A Engevix tem como foco a construção civil, mas também atua na área de meio ambiente. Ela participou, por exemplo, da realização dos estudos das comunidades, terras e áreas indígenas do Relatório de Impacto Ambiental (Rima) e do EIA da hidrelétrica de Belo Monte, no rio Xingu (PA). Foi a responsável pelo pré-cadastro socioeconômico, pesquisa censitária e amostral do patrimônio arqueológico, cultural e paleontológico na região afetada pela usina. Ao mesmo tempo, a Engevix Engenharia e a Engevix Construções – do mesmo grupo – participam junto com a Toyo Setal do consórcio de montagem eletromecânica da hidrelétrica a um custo de R$ 1,038 bilhão. Ou seja, além de fazer o EIA-Rima, a Engevix se beneficia da construção do empreendimento.
Hoje, a empresa é alvo da Operação Lava Jato, que investiga denúncias de corrupção na Petrobras. Ela é acusada de participar do cartel de contratos que teria desviado mais de R$ 6 bilhões da maior estatal brasileira. De acordo com denúncia do Ministério Público Federal (MPF), a Engevix teria pago propina ao ex-diretor de abastecimento da Petrobras Paulo Roberto Costa por intermédio de empresas vinculadas ao doleiro Alberto Youssef. A propina teria vindo do lucro obtido com licitações fraudulentas.
O mercado de dissimular impactos ambientais
Não é à toa que a Engevix esteve profundamente envolvida em diversas grandes licitações e na construção de Belo Monte, segunda maior hidrelétrica do país. Ela faz parte de um seleto clube de três empresas que há duas décadas se revezam na elaboração dos estudos de impacto desse tipo de obra.
Das 71 hidrelétricas que entraram em operação desde o primeiro ano de governo Fernando Henrique Cardoso, em janeiro de 1999, pelo menos 42 contaram com a participação das empresas Engevix Engenharia, Leme Engenharia e CNEC WorleyParsons Engenharia, sendo que elas foram responsáveis pelos estudos de impacto social e ambiental de 22 delas. Esses estudos são pré-requisitos para o licenciamento da construção das usinas desde 1986, seguindo a resolução do Conama.

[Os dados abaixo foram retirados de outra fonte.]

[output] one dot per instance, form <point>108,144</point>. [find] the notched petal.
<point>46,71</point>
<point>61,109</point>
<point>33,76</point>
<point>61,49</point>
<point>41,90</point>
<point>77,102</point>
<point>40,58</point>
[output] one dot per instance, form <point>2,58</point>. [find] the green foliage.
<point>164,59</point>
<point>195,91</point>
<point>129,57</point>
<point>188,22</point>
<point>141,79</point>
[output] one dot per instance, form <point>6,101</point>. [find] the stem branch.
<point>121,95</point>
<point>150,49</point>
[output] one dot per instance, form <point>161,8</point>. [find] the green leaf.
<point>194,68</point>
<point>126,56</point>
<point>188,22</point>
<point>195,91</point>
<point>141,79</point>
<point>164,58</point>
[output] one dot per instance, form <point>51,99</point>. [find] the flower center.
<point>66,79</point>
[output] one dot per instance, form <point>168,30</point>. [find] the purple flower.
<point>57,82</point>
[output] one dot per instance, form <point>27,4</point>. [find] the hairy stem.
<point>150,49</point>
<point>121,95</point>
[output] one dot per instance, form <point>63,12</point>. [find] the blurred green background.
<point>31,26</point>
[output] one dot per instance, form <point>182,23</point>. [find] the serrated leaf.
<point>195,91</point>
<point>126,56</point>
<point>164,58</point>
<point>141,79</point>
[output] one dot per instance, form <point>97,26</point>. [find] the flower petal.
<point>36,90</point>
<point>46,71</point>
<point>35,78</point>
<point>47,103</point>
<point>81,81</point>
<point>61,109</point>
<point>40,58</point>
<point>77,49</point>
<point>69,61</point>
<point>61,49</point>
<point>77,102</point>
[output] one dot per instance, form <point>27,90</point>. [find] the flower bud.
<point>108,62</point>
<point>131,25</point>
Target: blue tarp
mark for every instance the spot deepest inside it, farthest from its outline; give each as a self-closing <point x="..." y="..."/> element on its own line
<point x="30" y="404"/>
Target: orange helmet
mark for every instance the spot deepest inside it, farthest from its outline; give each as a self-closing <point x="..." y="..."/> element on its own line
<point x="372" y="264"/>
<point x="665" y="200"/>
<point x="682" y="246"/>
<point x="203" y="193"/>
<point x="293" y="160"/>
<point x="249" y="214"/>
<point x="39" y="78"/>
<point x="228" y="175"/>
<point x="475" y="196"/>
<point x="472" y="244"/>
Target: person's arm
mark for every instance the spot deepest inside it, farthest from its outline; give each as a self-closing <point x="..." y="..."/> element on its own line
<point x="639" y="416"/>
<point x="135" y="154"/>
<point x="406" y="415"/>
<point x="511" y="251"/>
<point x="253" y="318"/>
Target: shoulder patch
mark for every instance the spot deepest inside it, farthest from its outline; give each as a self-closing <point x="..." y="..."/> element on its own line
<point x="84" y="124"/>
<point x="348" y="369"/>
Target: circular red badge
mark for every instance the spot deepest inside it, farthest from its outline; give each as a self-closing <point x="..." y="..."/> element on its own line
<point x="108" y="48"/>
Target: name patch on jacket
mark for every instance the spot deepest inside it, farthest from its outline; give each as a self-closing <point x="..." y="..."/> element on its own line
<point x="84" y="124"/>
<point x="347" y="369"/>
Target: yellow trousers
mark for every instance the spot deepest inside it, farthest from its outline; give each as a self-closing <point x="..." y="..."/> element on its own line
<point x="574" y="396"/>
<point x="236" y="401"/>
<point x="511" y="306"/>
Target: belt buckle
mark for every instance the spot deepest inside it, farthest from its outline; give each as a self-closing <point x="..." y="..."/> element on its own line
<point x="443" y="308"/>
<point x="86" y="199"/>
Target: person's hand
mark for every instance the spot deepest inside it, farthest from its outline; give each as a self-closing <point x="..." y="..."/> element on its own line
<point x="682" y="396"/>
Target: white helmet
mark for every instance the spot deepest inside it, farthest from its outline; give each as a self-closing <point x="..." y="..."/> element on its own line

As mesmas empresas fizeram os estudos ambientais das demais grandes hidrelétricas que estão em construção atualmente: Teles Pires (PA-MT), Baixo Iguaçu (PR) e São Manoel (MT), além de São Luiz do Tapajós (PA) que está em fase de planejamento.
Porém, contratadas e pagas pelo empreendedor, as três têm como atividade principal a construção civil. Ou seja, além de ter de agradar ao freguês com relatórios que sejam aprovados pelos órgãos ambientais, elas estão entre as interessadas na liberação da obra. Muitas vezes essas empresas fazem os estudos e, posteriormente, participam do processo de construção das hidrelétricas.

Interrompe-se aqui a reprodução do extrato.